The U.S. Navy has until May 1 to present a new environmental impact statement on effects of noise from the EA-18G Growler jets based at Naval Air Station Whidbey Island.

U.S. District Court Judge Richard Jones set the deadline in his Aug. 16 ruling and termed the Navy's failings serious violations of the National Environmental Policy Act requiring a new EIS.

He noted, "[T]his Court found that the Navy 'selected methods of evaluating data that supported its goal of increasing Growler operations' and 'turned a blind eye to data that would not support this intended result.'"

Jones' order was on a motion by Citizens of Ebey's Reserve and Washington's attorney general to include specific requirements be added to his September 2023 decision that the Navy must prepare a new EIS for its expanded Growler operations at NAS Whidbey.

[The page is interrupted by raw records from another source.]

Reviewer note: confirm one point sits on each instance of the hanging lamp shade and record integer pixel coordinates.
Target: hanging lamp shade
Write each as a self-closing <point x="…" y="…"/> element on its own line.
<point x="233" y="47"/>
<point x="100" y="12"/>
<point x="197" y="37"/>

The Court in 2021 had ruled against the Navy on four counts and ordered the plaintiffs and the Navy to negotiate interim remedies to be in effect until a revised EIS was put in place after COER and the state sued the Navy over its failure to meet the requirements of the NEPA.

One option for alleviating the noise appears to be moving the jets to California.

The order, "in part, requires the U.S. Navy to study changing Boeing EA-18G Growler operations from NAS Whidbey Island in Washington State to Southern California's NAF El Centro."

Jones did reject a key COER argument when it offered "new data and information showing that reversion to the prior practice allocations between Ault Field in Oak Harbor and the Outlying Field would reduce the impacts on civilians while the overall number of training operations would stay the same,"

In denying the request, Jones ruled that the court would not second-guess senior military officials' professional judgments and that "this 'not-in-my-backyard' approach subverts the public interest by proposing shifting noise to another, more populated community."

The Navy League of Oak Harbor in a press release noted this challenges "nearly all of the activists' primary goals."

"In other words, the court rejected the proposition that the activists knew better than the Navy about the importance of the Growler and OLF Coupeville," the Navy League stated.

In its press release, COER's chairperson, Bob Wilbur, said the group may appeal the decision regarding deference to military expertise. "That rationale places an impossible burden on the plaintiffs that can never be overcome because whatever the military says goes," he said.